As you can view above, all the major indexes around the world are currently down double digits this year.  The best place to have placed your investments this year would be the S&P 500 and not on the other major indexes around the world.  Stocks as of late sure have a bullish tone to them, with every dip in the market being bought.  Thank you for reading.

Tuesday, November 1, 2011

US Dollar and Stocks

What's moving the stock market these days?  The answer is the strength or weakness of the US Dollar Index.I wrote about this phenomenon some time ago here U.S. Dollar Weakness and the Markets.  Below is a chart of the inverse correlation or non-correlation between the US Dollar and the S&P 500 Index.
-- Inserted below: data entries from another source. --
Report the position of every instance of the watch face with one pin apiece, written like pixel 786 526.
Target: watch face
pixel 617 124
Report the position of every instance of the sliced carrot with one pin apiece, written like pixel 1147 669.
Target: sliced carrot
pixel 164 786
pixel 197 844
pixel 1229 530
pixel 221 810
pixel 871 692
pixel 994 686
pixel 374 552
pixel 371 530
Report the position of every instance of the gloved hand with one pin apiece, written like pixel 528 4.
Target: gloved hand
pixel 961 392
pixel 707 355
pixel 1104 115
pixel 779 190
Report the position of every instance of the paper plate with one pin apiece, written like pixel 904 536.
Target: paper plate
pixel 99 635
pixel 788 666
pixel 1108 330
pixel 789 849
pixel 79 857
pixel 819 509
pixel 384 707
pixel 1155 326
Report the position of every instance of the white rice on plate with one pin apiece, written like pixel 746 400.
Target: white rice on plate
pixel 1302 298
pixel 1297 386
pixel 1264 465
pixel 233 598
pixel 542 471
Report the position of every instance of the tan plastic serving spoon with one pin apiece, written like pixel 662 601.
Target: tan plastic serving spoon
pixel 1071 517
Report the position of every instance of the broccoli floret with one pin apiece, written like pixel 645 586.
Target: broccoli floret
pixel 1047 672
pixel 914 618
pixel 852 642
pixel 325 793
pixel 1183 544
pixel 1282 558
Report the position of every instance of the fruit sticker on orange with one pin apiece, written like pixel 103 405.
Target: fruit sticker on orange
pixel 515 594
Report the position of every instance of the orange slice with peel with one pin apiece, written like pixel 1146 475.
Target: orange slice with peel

Notice when the dollar strengthens like today, and yesterday, the stock market moves lower.  Notice the chart of the non-correlation between the two.  US Dollar in red, S&P 500 in black.
Stocks like a weaker currency, because in general companies become more competitive selling their items world wide.  The dollar has gained strength for two reasons:  First Japan is actively intervening in their currency to drive it lower to become more competitive, and secondly, the debt problems in Europe have also led to a lower Euro vs. the Dollar.  
Bottom Line:  Monitoring currencies has become just as important as stock indexes around the world.  So for now if we keep experiencing dollar strength then I would continue to expect some weakness in stocks at the same time. Thank you for stopping by.